Anatomy of a File Read
To get an idea of how data flows between the client interacting with HDFS, the namenode, and the datanodes, consider Figure 3-2, which shows the main sequence of events when reading a file.
The client opens the file it wishes to read by calling open() on the FileSystem object, which for HDFS is an instance of DistributedFileSystem (step 1 in Figure 3-2). DistributedFileSystem calls the namenode, using remote procedure calls (RPCs), to determine the locations of the first few blocks in the file (step 2). For each block, the namenode returns the addresses of the datanodes that have a copy of that block. Furthermore, the datanodes are sorted according to their proximity to the client (according to the topology of the cluster’s network; see Network Topology and Hadoop). If the client is itself a datanode (in the case of a MapReduce task, for instance), the client will read from the local datanode if that datanode hosts a copy of the block (see also Figure 2-2 and Short-circuit local reads).

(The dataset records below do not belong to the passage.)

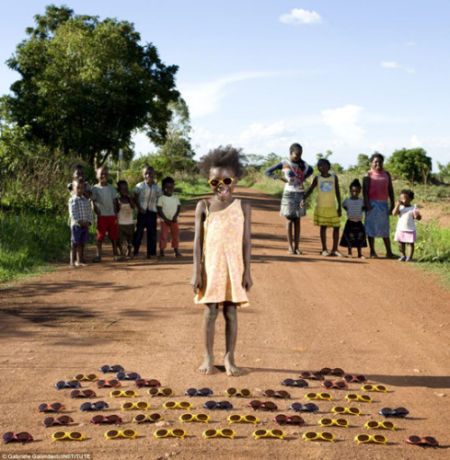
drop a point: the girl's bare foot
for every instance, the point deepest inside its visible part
(207, 366)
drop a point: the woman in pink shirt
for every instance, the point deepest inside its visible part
(377, 190)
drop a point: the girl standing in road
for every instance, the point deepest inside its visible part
(221, 253)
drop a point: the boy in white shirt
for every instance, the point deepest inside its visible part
(168, 209)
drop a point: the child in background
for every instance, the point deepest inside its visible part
(124, 205)
(294, 172)
(80, 218)
(354, 235)
(103, 197)
(405, 232)
(326, 214)
(221, 253)
(146, 195)
(168, 206)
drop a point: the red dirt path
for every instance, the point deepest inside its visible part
(381, 318)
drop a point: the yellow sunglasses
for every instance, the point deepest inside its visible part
(151, 418)
(203, 418)
(236, 418)
(160, 391)
(186, 405)
(166, 433)
(368, 387)
(115, 434)
(373, 424)
(355, 397)
(68, 435)
(334, 422)
(315, 436)
(123, 394)
(141, 405)
(346, 410)
(365, 438)
(221, 433)
(325, 396)
(268, 434)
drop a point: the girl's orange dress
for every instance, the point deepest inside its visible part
(223, 261)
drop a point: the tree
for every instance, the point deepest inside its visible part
(411, 164)
(87, 84)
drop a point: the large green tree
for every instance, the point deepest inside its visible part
(87, 84)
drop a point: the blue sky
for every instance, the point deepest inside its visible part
(347, 76)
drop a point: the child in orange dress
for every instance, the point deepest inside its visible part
(221, 253)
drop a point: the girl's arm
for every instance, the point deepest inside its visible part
(246, 246)
(197, 282)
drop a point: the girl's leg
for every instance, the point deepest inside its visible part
(209, 323)
(230, 314)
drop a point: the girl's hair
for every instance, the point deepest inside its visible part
(377, 155)
(223, 157)
(408, 192)
(355, 183)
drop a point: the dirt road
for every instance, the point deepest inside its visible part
(380, 318)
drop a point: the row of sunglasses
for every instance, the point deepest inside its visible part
(361, 438)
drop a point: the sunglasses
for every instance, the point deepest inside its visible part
(115, 368)
(147, 383)
(399, 412)
(355, 378)
(276, 394)
(346, 410)
(366, 438)
(308, 407)
(178, 405)
(141, 405)
(203, 418)
(165, 433)
(224, 405)
(22, 437)
(115, 434)
(223, 433)
(67, 384)
(114, 383)
(68, 435)
(86, 377)
(315, 436)
(236, 418)
(200, 392)
(216, 182)
(355, 397)
(380, 388)
(325, 396)
(105, 420)
(373, 424)
(151, 418)
(338, 384)
(160, 391)
(282, 419)
(334, 422)
(127, 376)
(63, 420)
(243, 393)
(301, 383)
(123, 394)
(263, 405)
(422, 441)
(268, 434)
(82, 394)
(98, 405)
(54, 407)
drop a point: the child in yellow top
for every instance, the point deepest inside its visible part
(221, 253)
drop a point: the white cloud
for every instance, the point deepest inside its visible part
(396, 65)
(299, 16)
(343, 122)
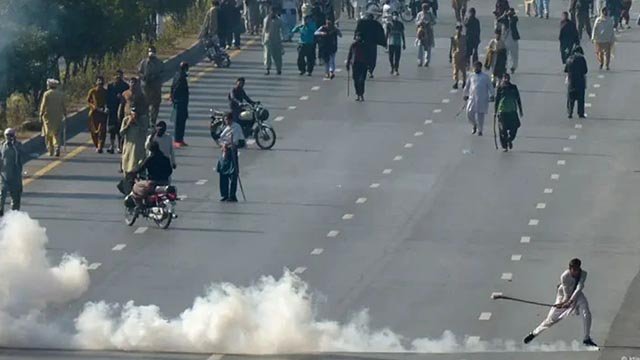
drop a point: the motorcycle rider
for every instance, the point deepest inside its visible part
(236, 98)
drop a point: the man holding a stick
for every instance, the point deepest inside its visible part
(569, 300)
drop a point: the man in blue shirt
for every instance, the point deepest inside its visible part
(307, 45)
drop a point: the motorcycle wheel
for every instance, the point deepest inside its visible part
(216, 129)
(265, 137)
(165, 222)
(130, 215)
(407, 15)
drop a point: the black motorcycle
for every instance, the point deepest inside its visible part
(253, 122)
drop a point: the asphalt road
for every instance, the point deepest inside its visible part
(442, 216)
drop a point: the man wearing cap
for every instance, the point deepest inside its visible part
(52, 114)
(151, 70)
(11, 163)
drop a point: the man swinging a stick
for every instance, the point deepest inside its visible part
(569, 300)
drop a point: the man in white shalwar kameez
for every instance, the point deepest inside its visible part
(570, 300)
(478, 92)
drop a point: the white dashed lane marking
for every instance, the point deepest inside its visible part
(141, 230)
(119, 247)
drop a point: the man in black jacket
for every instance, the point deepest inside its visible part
(472, 29)
(568, 37)
(180, 100)
(372, 35)
(576, 69)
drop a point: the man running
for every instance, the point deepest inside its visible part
(570, 299)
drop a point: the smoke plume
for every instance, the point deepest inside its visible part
(270, 316)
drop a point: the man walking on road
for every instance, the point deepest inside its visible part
(357, 61)
(576, 69)
(52, 114)
(478, 91)
(570, 300)
(603, 37)
(507, 107)
(272, 41)
(180, 99)
(306, 45)
(568, 37)
(151, 70)
(11, 163)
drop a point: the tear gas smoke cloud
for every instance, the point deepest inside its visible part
(271, 316)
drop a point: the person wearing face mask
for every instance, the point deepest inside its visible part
(395, 42)
(507, 107)
(151, 70)
(478, 92)
(180, 100)
(97, 100)
(11, 164)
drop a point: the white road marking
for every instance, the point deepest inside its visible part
(299, 270)
(141, 230)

The DistributedFileSystem returns an FSDataInputStream (an input stream that supports file seeks) to the client for it to read data from. FSDataInputStream in turn wraps a DFSInputStream, which manages the datanode and namenode I/O. The client then calls read() on the stream (step 3). DFSInputStream, which has stored the datanode addresses for the first few blocks in the file, then connects to the first (closest) datanode for the first block in the file. Data is streamed from the datanode back to the client, which calls read() repeatedly on the stream (step 4). When the end of the block is reached, DFSInputStream will close the connection to the datanode, then find the best datanode for the next block (step 5). This happens transparently to the client, which from its point of view is just reading a continuous stream. Blocks are read in order, with the DFSInputStream opening new connections to datanodes as the client reads through the stream. It will also call the namenode to retrieve the datanode locations for the next batch of blocks as needed. When the client has finished reading, it calls close() on the FSDataInputStream (step 6).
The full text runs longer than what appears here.